The quality of breast cancer surgery improved when percutaneous needle biopsy (PNB) was performed preoperatively, and the potential impact of this procedure on the quality of patient care as well as on health care costs is substantial, according to the results of a recent study.
“Emphasis should be placed on understanding the barriers to the use of preoperative PNB and developing strategies to expand its use in the management of breast cancer,” wrote surgeon Ted A. James, MD, of the University of Vermont College of Medicine in Burlington, and colleagues, describing their findings in Journal of the American College of Surgeons (2012;215:562-568).
Both open surgical biopsy and PNB can confirm whether a suspicious breast lesion is actually malignant. Unlike an open surgical biopsy, however, PNB can be used to locate the lesion without having to open the breast. Because imaging techniques are used to extract a sample of the tissue causing concern, PNB can be performed using a topical anesthetic in an office setting or a radiology suite. The procedure is associated with less discomfort and quicker recovery time than that seen with open surgical biopsies.

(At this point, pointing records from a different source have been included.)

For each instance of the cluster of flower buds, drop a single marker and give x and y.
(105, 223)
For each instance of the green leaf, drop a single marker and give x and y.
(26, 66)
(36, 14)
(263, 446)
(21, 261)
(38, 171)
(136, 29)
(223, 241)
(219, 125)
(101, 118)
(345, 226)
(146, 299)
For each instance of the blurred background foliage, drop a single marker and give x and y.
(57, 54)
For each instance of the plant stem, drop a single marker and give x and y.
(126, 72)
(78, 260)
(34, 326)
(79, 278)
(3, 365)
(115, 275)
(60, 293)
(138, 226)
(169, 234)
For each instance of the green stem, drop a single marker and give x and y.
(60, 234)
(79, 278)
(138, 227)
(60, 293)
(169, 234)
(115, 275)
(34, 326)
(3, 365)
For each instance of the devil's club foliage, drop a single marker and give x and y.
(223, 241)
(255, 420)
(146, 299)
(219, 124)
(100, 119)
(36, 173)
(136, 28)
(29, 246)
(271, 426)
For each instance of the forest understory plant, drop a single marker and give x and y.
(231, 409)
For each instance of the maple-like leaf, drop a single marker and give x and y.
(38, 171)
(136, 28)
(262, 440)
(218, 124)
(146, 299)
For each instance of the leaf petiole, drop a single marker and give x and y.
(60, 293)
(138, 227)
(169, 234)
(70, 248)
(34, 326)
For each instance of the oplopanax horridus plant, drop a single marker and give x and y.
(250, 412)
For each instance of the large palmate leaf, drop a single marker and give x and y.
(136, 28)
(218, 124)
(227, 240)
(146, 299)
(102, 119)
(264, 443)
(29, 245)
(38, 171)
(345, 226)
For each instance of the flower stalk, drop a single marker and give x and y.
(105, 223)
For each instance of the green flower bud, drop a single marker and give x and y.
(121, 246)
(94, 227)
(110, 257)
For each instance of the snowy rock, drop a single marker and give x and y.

Although PNB can help the patient avoid the risks and discomfort of an open surgical procedure and has the potential to provide a preoperative diagnosis of breast cancer, which helps to optimize surgical planning, the use of this technique remains an area of unexplained clinical variation, noted the investigators in their report. To perform a statewide assessment of diagnostic biopsy methods for women with breast cancer and to evaluate the impact of biopsy method on the quality of breast cancer surgery, James’s team combined data from Vermont cancer registries and Medicare to identify women diagnosed with the disease for the first time between 1998 and 2006.
The data showed that PNB was the initial biopsy method in 713 of 1,135 patients (62.8%), and that use of this method increased significantly over the course of the study, rising from 48.7% in the 1998-to-2000 period to 73.6% in the 2004-to-2006 time frame. Patients in urban settings were more likely to receive PNB than were patients living in rural areas (70.6% vs 57.5%).
The quality of breast cancer surgery as measured by initial margin status, total number of operations, and axillary evaluation improved with preoperative PNB compared with traditional open surgical biopsy. Reoperation to take out additional cancerous cells after removal of the lesion was needed in 37.4% of the patients undergoing open surgical biopsy, compared with 20.1% of patients diagnosed by needle biopsy. The open approach also led to more re-excisions to remove additional tissue for assessment of lymph nodes or other reasons: Needle-biopsy patients underwent a single operation 76.4% of the time, compared with only 44% of the time among open surgical biopsy patients.
However, PNB use varied considerably. “There are certainly some legitimate reasons to do an open biopsy, such as when the lesion is in a difficult position for the needle to reach,” acknowledged James in a statement issued by the American College of Surgeons. “But the open approach should only be used for about 10% of cases.”